Bonus

A very small (and not at all original) footnote to the recent flap over AIG’s awarding hefty bonuses to many of its executives (after the U.S. government had taken over a substantial part of the company’s indebtednes). There’s been a lot of rage about this, including a lot of rage about the company’s defense that the bonuses were contractual obligations. This is, in a way, a language issue.

In ordinary language, a bonus is something extra, typically a reward. As NOAD2 has it:

a payment or gift added to what is usual or expected, in particular … an amount of money added to wages on a seasonal basis, esp. as a reward for good performance

In many firms, there are annual bonuses for employees who have performed especially well (for instance, by having brought in top dollars to the company). Especially in larger firms, when the company’s earnings exceed some benchmark, all employees in some pool get a bonus. In the State Teachers Retirement System of Ohio (which supplies me with most of my income), there used to be — and, perhaps, might be again some day, though probably not while I live — annual bonuses to pensioners when the fund’s investments exceeded targets.

This is not what we’re dealing with in the case of AIG and some other companies: for them, a bonus is just another kind of compensation, which can be stipulated in a contract (hence the mess over “contractual obligations”).

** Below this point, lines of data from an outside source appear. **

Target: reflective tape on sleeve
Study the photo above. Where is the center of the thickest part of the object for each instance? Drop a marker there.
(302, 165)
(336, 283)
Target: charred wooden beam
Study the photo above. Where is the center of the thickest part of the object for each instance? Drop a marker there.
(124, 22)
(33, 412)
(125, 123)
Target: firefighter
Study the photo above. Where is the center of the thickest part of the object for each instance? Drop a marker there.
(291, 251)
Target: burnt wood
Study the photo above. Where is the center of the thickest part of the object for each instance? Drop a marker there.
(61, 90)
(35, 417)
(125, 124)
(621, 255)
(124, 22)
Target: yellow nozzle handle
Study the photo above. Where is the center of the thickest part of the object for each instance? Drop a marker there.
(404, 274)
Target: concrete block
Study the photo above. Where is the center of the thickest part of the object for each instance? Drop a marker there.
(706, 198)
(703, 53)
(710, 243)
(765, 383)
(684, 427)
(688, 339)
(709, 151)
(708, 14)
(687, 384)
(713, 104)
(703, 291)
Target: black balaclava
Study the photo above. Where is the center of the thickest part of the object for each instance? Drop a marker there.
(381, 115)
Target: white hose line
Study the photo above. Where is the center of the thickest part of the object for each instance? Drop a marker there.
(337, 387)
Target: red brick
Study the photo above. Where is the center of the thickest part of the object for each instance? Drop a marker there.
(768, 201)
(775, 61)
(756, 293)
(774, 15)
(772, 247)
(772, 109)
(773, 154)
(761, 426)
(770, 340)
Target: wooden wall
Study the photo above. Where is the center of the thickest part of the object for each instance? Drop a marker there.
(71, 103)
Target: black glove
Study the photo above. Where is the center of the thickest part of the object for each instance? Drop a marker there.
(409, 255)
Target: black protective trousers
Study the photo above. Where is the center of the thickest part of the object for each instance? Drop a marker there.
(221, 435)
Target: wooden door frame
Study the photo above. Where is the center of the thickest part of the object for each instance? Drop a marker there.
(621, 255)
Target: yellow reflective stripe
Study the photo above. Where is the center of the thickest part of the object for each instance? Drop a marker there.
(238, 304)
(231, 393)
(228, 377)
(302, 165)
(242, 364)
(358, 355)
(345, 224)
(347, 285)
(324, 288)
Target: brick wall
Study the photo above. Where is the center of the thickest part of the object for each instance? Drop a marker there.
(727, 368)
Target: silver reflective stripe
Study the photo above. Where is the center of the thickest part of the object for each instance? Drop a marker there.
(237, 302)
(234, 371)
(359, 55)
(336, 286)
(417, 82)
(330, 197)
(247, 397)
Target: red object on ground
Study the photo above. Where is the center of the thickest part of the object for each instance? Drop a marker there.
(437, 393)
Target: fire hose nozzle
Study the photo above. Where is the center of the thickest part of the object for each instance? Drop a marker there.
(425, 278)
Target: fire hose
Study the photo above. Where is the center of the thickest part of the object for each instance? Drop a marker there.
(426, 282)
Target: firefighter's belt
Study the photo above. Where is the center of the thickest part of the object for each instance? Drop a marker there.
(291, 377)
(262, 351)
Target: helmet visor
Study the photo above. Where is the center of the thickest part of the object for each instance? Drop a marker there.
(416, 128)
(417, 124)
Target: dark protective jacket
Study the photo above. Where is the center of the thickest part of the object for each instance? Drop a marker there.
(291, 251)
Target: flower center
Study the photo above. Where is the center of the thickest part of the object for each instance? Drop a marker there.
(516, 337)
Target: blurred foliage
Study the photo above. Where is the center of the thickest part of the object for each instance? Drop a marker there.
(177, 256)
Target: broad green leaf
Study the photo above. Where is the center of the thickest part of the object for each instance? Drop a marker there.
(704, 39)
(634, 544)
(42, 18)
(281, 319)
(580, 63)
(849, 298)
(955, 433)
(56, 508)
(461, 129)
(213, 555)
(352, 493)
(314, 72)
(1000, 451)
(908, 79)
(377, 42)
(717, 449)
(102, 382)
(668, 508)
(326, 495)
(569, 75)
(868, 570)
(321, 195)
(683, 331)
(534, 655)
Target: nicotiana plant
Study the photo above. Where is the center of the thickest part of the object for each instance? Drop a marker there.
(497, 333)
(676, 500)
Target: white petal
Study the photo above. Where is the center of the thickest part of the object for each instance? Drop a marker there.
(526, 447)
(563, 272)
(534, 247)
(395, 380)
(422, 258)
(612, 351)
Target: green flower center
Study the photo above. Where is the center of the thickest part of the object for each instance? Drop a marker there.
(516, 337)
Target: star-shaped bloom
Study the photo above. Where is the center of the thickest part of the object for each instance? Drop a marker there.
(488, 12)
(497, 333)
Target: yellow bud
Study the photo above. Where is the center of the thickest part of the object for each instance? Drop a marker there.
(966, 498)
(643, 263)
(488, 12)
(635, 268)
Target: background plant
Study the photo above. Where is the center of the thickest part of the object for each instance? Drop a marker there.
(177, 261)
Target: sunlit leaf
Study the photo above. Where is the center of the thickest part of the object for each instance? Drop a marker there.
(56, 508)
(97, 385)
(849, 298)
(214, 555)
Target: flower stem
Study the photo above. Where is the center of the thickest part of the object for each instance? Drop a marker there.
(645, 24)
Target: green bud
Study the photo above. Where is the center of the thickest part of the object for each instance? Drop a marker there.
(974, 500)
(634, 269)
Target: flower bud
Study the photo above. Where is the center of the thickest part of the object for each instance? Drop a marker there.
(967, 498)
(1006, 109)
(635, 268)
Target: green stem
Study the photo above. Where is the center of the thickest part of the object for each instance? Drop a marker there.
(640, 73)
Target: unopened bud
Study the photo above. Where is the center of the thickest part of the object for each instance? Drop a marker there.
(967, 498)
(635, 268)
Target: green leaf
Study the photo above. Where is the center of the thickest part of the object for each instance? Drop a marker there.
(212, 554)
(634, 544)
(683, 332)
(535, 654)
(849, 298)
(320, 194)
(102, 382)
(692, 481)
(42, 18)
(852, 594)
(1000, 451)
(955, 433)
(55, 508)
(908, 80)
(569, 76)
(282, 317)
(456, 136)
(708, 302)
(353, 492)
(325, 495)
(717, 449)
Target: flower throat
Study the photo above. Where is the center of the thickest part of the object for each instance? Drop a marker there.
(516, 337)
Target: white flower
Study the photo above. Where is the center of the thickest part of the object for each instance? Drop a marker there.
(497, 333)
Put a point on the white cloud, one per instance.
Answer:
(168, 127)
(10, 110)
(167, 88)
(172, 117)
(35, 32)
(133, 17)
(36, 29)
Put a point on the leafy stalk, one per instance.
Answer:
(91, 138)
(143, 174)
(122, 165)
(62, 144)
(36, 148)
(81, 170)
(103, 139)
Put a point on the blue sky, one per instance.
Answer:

We’re on the border between ordinary and technical language here. Bonus has found its way into ordinary language, but it still has specialized uses. The AIG use, in which it designates a contractual obligation (admittedly, one that is not fixed ahead of time and can be reduced by circumstances, but not below some floor), is foreign to most ordinary people. Hence the bafflement.

One Response to “Bonus”

  1. Michael T. Wescoat Says:

    My reaction to the AIG bonuses was conditioned by my experience in Japan, where workers get two boonasu (from Eng. bonus) payments a year. As I recall, these are negotiated by unions and are simply a part of the pay schedule. In other words, the yearly salary is divided up into twelve monthly payments and two boonasu payments, the latter being equivalent to some multiple of the monthly amount—I have forgotten the actual figures. Whereas in English the sense of bonus having to do with remuneration seems to be closely associated with the notion of merit-based pay, I would expect that in Japanese the lexical semantics of boonasu is devoid of this notion. (If any native speakers of Japanese are reading this, perhaps they could comment.) Thus, I am guessing that in the world of AIG and Wall Street, bonus is used in the way that boonasu is used in Japanese.